Redação - 09/12/2022 08:52 - Atualizado 09/12/2022

 A Copa do Mundo ocorre na Arábia, terra exótica, com areia por todo lado e costumes estranhos. Doha, a capital do Qatar, parece ser, juntamente com Dubai, a mais moderna das cidades árabes, mas, ainda assim, não me encanta.

Encantamento demanda mais do que prédios altos e dinheiro correndo à rodo, só entre os ricos, por suposto. Além disso, não sou muito chegado à corrida de camelo, não me apetece carne folheada a ouro e muito menos ser impedido de beber  um vinho para comemorar a vitória da seleção brasileira. Mas o que mais me irrita nos países árabes é a tentativa de subjugar as mulheres  que permanecem sujeitas ao sistema de tutela masculina e, assim, tem de pedir autorização a algum homem, na maioria das vezes  mais ignorante do que elas, quando querem viajar, trabalhar, casar e tudo mais.  E tem coisa mais absurda do que obrigar as mulheres a usar a burca, aquela vestimenta negra horrível que deixa apenas os olhos à mostra. Mal sabem eles que a maior das liberdades é a liberdade do olhar e que é impossível subjugar o desejo de uma mulher.

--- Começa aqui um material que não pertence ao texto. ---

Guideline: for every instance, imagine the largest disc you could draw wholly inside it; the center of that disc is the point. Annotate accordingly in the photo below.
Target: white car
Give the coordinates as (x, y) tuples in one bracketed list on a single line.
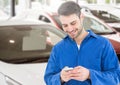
[(24, 50)]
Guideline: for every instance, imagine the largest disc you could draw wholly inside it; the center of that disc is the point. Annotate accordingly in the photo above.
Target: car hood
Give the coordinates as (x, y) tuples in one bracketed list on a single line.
[(116, 25), (115, 40), (26, 74)]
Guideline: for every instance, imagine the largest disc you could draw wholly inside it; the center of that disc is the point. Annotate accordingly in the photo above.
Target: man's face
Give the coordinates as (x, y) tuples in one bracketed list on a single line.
[(71, 25)]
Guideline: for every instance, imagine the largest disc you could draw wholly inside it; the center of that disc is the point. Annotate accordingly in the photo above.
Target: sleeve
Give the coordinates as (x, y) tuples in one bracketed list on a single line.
[(110, 68), (52, 73)]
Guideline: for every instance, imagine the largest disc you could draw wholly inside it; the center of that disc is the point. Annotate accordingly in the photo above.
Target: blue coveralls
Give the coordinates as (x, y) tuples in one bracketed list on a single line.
[(96, 54)]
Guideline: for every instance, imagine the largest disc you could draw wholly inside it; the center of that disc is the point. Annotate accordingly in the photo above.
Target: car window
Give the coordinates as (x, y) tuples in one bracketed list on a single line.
[(26, 44), (97, 27), (106, 16)]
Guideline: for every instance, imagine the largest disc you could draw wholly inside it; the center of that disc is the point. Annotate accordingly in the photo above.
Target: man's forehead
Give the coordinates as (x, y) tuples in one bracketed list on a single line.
[(68, 19)]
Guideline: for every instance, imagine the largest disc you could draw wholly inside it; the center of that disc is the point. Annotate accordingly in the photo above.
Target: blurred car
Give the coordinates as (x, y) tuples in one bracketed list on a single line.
[(107, 13), (3, 15), (100, 27), (24, 50), (38, 14)]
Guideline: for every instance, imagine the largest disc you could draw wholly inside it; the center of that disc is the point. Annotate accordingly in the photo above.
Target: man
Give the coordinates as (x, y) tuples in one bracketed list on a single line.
[(91, 58)]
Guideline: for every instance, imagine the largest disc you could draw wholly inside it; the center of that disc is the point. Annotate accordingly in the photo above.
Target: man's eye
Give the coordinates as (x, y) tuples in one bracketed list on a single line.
[(64, 25)]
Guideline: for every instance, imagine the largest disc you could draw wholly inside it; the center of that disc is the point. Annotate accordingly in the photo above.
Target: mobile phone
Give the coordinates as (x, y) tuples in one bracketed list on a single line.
[(67, 68)]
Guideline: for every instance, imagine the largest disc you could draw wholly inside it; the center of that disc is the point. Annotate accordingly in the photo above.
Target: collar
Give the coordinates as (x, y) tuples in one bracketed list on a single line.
[(91, 34)]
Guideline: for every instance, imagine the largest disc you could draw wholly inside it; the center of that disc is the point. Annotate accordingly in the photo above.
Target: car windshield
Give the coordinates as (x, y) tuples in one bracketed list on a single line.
[(97, 27), (26, 44)]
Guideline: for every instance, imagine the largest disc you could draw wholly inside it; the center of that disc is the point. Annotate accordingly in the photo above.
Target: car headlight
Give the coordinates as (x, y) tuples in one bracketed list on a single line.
[(6, 80)]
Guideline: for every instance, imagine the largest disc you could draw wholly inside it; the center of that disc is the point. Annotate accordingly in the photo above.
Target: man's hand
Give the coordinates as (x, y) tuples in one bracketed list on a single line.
[(78, 73)]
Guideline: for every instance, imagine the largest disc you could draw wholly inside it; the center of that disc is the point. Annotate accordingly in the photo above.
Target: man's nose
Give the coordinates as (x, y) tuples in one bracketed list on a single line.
[(70, 28)]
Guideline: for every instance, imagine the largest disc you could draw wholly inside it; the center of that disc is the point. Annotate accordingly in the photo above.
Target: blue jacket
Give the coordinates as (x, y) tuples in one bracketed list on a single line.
[(96, 54)]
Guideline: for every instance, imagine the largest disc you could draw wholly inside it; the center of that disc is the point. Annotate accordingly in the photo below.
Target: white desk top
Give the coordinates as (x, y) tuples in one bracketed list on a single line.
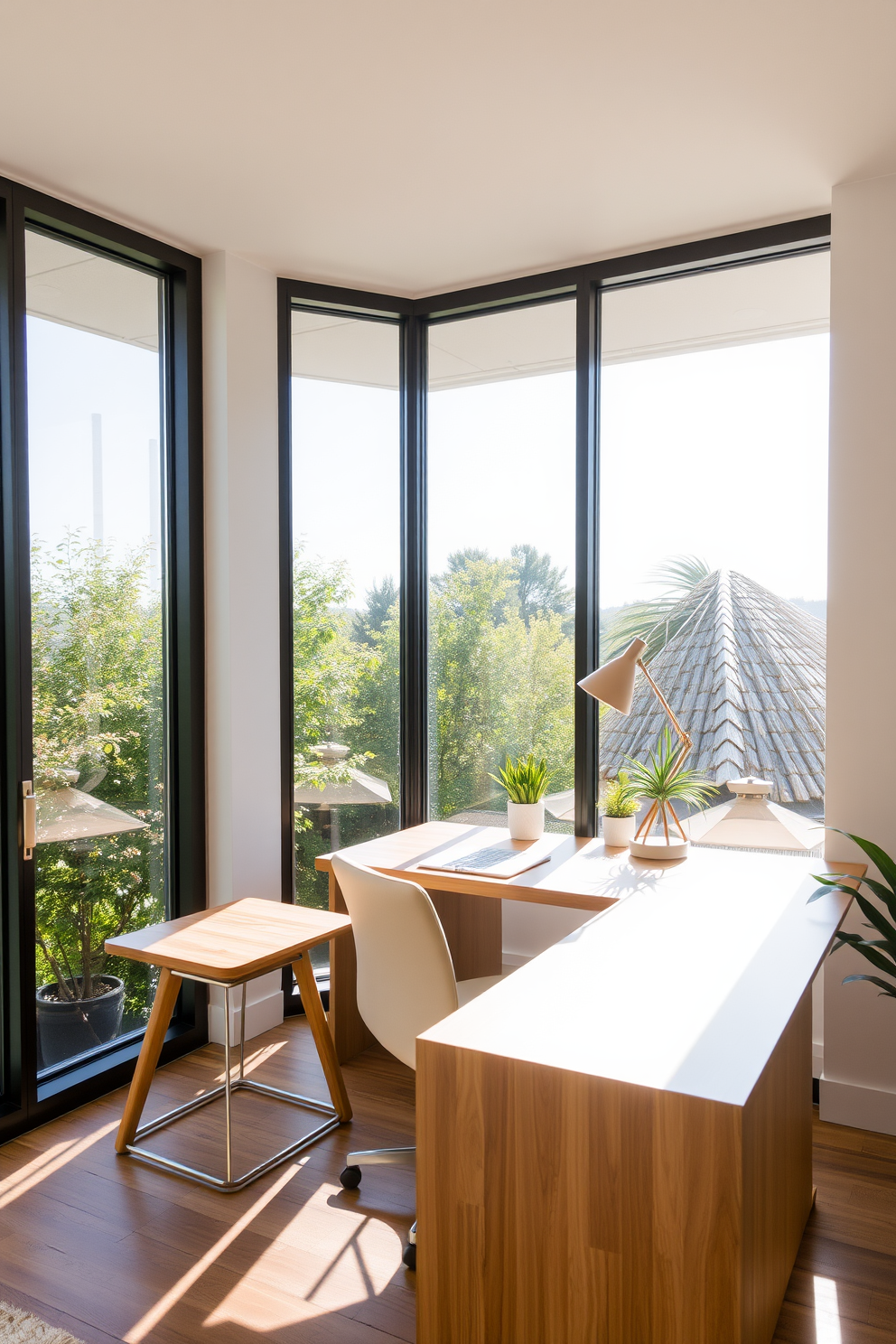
[(686, 984)]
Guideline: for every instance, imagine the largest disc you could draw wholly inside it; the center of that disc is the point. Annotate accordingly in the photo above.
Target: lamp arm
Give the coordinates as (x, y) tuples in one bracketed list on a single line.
[(686, 737)]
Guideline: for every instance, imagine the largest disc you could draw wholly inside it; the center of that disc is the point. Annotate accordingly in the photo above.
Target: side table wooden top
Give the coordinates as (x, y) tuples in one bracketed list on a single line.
[(231, 942)]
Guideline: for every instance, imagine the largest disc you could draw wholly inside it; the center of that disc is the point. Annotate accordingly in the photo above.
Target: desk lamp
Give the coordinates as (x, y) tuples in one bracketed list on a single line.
[(614, 685)]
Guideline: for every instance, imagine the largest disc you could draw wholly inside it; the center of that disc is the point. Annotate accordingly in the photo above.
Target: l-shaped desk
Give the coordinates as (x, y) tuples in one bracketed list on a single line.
[(614, 1143)]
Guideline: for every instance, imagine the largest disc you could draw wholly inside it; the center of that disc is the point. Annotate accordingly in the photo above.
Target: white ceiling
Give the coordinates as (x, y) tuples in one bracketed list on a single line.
[(414, 145)]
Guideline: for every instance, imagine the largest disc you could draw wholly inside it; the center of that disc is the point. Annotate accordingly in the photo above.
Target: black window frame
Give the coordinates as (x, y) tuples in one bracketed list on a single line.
[(586, 284), (26, 1099)]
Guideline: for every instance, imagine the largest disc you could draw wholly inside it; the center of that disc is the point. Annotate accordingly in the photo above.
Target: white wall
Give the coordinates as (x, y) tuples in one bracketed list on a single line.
[(239, 312), (859, 1082)]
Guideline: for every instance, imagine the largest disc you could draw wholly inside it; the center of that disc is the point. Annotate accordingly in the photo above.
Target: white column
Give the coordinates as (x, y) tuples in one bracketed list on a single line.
[(859, 1082), (242, 647)]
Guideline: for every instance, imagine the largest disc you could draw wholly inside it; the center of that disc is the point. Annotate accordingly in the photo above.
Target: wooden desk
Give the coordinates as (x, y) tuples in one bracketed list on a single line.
[(229, 945), (581, 873), (615, 1143)]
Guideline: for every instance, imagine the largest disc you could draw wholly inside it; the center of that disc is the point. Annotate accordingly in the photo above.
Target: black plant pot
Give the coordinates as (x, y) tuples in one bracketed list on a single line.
[(69, 1027)]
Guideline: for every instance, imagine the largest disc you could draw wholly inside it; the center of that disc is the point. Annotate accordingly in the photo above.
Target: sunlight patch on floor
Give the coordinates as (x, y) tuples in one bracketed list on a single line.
[(47, 1162), (156, 1313), (355, 1258), (826, 1312)]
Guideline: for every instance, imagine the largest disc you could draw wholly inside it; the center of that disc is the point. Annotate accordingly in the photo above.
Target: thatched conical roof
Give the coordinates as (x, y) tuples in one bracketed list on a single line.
[(746, 677)]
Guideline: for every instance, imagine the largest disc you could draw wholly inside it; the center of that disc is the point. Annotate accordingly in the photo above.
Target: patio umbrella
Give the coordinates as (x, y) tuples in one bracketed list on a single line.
[(360, 788), (752, 821), (73, 815), (560, 806)]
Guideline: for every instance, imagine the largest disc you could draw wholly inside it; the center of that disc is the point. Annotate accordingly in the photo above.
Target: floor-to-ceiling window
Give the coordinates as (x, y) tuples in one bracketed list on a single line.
[(501, 556), (345, 611), (96, 485), (102, 784), (714, 537), (578, 457)]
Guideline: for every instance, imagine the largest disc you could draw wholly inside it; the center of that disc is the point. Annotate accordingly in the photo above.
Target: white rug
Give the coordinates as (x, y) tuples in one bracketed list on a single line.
[(23, 1328)]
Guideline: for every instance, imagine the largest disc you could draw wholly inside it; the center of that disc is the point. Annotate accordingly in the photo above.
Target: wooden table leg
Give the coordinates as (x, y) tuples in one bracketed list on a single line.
[(320, 1031), (149, 1051), (350, 1034)]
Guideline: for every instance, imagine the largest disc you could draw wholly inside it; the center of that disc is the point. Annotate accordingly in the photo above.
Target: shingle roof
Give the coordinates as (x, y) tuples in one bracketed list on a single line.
[(746, 677)]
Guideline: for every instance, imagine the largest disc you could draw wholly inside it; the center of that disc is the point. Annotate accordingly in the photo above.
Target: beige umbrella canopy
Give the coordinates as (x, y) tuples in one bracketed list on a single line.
[(73, 815), (359, 788), (560, 806), (752, 821)]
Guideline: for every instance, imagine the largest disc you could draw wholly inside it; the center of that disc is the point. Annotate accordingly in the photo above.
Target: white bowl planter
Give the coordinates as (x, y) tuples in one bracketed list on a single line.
[(526, 820), (618, 831)]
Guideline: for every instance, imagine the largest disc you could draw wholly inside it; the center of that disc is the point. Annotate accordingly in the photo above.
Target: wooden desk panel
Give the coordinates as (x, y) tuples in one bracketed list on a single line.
[(614, 1143)]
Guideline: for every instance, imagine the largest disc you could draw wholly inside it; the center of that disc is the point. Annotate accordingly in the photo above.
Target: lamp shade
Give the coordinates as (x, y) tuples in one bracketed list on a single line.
[(614, 682)]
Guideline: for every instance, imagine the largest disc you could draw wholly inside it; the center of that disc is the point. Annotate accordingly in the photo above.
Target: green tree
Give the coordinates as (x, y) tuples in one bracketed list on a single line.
[(97, 675)]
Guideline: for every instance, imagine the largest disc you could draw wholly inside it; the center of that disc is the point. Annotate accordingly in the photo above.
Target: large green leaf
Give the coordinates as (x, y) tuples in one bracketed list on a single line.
[(874, 980), (877, 856)]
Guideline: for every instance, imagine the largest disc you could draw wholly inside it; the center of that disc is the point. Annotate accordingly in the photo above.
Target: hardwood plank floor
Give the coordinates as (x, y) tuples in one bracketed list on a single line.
[(117, 1252)]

A sabedoria do Oriente mostra isso na literatura e são muitos os contos árabes que mostram ser impossível controlar a vontade e o desejo de uma mulher. ” As Mil e uma noites”, por exemplo, começa com a história do  sultão Shahriyar, que governava um império que ia até as Índias e mais além do Rio Ganges, até a China. O todo poderoso Shahriyar achava que seu poder jamais seria desafiado até, ao voltar de uma viagem,  surpreender sua mulher nos braços de um escravo negro. Então, dotado da imbecilidade masculina que vê a mulher como uma propriedade, mandou matar ambos e decretou que todas as tardes se casaria com uma virgem e, após  passar a noite com ela, no dia seguinte, cortaria sua cabeça, para que jamais mulher alguma pudesse traí-lo.  E assim foram desaparecendo as virgens do reino, até que um dia Sherazade, filha do grão-vizir, resolveu se casar com o sultão, disposta a pôr fim àquela carnificina. Então, ao amanhecer da primeira noite, Sherazade fez um pedido ao marido: queria lhe contar uma história, antes de morrer. Estava no meio da história, quando chegou a hora de ser decapitada. Mas Shahriyar, curioso em saber o final, resolveu deixá-la viva mais uma noite para que ela lhe contasse o fim da trama. Na noite seguinte, ela não só terminou a história, como começou outra e parou no meio, quando o dia clareou. O sultão deixou-lhe viver mais um dia e, assim, durante mil e uma noites ela contou uma nova história que jamais terminava antes do amanhecer.  A misoginia do conto árabe não tira a beleza do desfecho: o sultão foi vencido pela força da palavra da mulher. 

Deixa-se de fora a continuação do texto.